Why is information flow so important for organizations?
Well, when you go into almost every large company and you ask leaders, “What's the innovation that's happening in your organization?” It's rarely the case that they have a complete map of every innovation that's happening in the organization.
Information flow is dynamic and important from that perspective. But it's not only inside the organization. There's all the information that needs to come from outside the organization whether it's startups, whether it is new technologies that are coming in, maybe trends with consumers or your customers or things on the supply chain. There's always a changing world in which information is crucial when it comes to innovating in your organization.
But why is this information so crucial? It's because the people who are making those decisions at the innovation level, at the startup level, inside the large organization, they're facing a lot of uncertainty and ambiguity. So having this information and knowing what's going on elsewhere in the organization and outside in the world of the startups or the new technologies or the trends, that is crucial for being able to execute better on innovation projects.
For example, having information on trends or competing startups could be a crucial tool in deciding whether a project is a go or a no-go, whether one project should get more resources than another project, or move faster because this is how we're going to win. Those decisions can help us figure out where to put our resources. And in some cases, what do we need to shut down and prevent having those “walking dead” projects in our organization?
What about the challenge of building a culture that supports innovation?

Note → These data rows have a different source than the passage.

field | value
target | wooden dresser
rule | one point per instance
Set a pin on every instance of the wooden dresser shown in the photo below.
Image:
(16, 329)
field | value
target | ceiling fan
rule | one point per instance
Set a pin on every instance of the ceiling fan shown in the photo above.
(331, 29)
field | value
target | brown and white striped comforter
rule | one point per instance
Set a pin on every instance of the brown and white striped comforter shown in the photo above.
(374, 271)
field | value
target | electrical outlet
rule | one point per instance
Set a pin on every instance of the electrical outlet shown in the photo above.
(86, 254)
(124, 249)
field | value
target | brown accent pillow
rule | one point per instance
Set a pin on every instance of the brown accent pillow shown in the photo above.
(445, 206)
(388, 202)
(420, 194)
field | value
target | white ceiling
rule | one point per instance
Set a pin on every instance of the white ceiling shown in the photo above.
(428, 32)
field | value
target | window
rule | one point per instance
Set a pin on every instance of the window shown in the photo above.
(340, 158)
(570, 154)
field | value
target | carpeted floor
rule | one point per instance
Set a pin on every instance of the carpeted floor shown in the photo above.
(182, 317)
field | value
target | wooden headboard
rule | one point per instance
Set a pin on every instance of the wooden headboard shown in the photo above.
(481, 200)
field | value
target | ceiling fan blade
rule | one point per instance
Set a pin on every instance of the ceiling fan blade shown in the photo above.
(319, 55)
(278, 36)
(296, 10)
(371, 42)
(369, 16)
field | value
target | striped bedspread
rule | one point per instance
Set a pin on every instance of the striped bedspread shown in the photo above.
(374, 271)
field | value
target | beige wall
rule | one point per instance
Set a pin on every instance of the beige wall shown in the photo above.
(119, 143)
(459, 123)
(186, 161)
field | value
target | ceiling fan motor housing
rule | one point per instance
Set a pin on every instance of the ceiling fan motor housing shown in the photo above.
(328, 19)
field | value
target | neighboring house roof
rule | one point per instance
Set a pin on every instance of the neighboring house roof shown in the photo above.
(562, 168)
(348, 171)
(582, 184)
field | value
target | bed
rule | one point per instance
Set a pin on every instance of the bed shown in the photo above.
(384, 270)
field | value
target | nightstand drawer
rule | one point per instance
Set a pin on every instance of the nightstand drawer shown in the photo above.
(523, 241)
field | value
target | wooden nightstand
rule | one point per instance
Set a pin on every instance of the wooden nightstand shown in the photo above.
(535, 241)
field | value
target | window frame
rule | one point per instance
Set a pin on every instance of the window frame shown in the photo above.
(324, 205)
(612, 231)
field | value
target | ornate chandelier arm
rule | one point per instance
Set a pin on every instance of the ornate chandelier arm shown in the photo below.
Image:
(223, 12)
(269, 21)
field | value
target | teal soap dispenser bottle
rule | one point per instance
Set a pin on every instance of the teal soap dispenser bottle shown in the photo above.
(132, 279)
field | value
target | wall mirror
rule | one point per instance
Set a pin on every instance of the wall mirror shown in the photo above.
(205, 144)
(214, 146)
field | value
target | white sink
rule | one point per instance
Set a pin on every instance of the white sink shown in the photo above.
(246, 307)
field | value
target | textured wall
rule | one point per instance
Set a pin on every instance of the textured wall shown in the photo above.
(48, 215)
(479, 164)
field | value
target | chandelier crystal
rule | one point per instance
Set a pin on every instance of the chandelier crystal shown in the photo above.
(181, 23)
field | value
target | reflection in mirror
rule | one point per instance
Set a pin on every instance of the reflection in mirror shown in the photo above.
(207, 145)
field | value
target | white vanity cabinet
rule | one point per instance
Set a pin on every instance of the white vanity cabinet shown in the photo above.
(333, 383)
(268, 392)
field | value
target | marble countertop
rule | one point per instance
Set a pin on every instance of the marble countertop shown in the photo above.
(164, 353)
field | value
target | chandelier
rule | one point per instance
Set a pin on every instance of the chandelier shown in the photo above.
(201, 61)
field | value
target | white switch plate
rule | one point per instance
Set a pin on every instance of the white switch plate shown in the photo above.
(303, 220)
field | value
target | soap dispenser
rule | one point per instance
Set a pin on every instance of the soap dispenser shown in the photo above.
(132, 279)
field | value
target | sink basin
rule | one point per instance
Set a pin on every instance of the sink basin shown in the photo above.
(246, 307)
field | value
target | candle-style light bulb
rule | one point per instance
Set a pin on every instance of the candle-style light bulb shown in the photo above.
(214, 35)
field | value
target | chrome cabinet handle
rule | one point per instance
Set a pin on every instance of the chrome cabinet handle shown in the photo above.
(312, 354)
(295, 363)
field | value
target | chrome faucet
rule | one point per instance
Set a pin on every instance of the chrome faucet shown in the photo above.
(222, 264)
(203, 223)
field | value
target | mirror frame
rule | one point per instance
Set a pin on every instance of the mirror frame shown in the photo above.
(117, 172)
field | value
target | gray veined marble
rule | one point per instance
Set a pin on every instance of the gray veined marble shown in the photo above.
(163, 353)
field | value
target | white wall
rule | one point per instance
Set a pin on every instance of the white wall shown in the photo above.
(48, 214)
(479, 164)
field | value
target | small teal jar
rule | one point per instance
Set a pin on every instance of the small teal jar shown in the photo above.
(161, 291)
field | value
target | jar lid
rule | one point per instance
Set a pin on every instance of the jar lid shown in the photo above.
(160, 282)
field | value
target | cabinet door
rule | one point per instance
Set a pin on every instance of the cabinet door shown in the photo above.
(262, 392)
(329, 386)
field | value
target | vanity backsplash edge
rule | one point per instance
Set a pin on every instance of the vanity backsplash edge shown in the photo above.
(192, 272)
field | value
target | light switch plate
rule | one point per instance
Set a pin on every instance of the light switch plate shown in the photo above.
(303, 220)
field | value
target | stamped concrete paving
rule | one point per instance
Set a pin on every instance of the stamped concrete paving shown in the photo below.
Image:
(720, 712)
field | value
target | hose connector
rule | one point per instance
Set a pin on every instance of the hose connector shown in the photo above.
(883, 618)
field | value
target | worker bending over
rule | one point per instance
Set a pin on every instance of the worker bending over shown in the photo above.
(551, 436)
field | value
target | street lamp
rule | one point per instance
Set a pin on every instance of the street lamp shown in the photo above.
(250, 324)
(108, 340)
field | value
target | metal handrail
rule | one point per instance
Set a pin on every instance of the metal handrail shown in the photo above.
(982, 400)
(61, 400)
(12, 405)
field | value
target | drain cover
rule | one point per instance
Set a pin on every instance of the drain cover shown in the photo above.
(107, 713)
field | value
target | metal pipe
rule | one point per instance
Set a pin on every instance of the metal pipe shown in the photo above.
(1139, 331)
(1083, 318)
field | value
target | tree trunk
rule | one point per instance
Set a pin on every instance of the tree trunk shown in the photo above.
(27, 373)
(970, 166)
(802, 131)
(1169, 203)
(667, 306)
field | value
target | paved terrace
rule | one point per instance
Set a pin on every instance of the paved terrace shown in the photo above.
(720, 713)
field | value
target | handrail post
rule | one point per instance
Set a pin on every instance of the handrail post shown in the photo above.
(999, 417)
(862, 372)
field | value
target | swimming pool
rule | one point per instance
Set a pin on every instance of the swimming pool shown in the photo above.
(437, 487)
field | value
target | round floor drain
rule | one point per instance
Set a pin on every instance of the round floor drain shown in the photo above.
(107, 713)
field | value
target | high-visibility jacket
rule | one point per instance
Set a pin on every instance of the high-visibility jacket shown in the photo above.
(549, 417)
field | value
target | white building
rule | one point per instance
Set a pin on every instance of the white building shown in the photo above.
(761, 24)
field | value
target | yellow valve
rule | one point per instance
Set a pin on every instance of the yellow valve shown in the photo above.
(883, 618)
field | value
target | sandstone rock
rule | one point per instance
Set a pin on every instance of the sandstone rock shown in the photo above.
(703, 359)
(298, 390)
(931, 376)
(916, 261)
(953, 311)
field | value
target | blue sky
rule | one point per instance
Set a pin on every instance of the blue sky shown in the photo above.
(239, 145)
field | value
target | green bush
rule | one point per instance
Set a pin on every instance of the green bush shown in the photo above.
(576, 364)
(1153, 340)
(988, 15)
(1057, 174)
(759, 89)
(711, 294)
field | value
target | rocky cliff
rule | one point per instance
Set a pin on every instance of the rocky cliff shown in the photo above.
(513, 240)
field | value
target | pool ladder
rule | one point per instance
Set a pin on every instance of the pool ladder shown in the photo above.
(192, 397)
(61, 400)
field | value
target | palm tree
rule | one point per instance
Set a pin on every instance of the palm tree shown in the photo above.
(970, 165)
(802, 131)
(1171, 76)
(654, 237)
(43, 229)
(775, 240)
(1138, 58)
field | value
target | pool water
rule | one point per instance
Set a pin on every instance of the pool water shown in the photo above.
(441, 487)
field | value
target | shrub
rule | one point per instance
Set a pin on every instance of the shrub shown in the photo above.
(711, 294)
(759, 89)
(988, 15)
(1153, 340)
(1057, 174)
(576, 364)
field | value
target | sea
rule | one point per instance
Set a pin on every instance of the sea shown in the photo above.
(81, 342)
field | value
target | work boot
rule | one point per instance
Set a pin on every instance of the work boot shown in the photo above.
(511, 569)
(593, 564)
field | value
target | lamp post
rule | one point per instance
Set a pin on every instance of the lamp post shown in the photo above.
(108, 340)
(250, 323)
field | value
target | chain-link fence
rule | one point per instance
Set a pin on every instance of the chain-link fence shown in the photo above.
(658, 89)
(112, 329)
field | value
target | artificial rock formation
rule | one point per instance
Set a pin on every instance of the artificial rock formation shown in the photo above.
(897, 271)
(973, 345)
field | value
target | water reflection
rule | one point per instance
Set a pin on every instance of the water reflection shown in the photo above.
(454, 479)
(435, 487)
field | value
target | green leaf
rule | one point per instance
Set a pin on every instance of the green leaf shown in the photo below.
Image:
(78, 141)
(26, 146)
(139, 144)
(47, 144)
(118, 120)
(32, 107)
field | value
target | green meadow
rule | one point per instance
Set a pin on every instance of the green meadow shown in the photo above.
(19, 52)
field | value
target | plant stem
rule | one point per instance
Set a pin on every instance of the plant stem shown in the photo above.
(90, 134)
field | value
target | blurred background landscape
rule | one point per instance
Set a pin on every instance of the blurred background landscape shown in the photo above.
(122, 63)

This challenge has been around for decades; many have researched it and written about it. But we have to remember that organizational culture starts with people. And when we think about the people who are going to drive innovation in the organization and think about what they need.
They not only need assets and best practices and guidance and support, they also need a community. And they also need support from others in the organization. It's not enough to think about culture as an isolated thing for a group of people who are driving innovation. It's much more important to think about it holistically for all of the organization.
The nice thing here is that it actually connects to the previous challenge that we talked about, which is information flow. The same notion of a network, of a connection between people that transfers information, can also help innovators find people who will support them.
It also helps people find opportunities to engage and support and participate in new projects. This helps transfer attitudes and create shared values that will change people's eventual behavior and their underlying assumptions that will lead them to be more innovative personally. That is how to foster a culture of innovation throughout the organization.
Each business function has its own tools and platforms. What is the role of a technology platform for driving and monitoring innovation in larger organizations?
I'm a strong believer that technology can enable and support innovation in large organizations. The main reason is that it's not technology for the sake of technology, but technology can help us with this information flow problem that we have.
It can also be a tool that creates a community. So it helps us with transferring those values that eventually translate into this culture of innovation. More importantly, with technology you can make sure that you have best practices, that you're anchored in the business values that innovation can create, and that you can implement better decision making. And in many cases, technology is what helps you to scale whatever solutions you come up with. And that's an extremely powerful tool.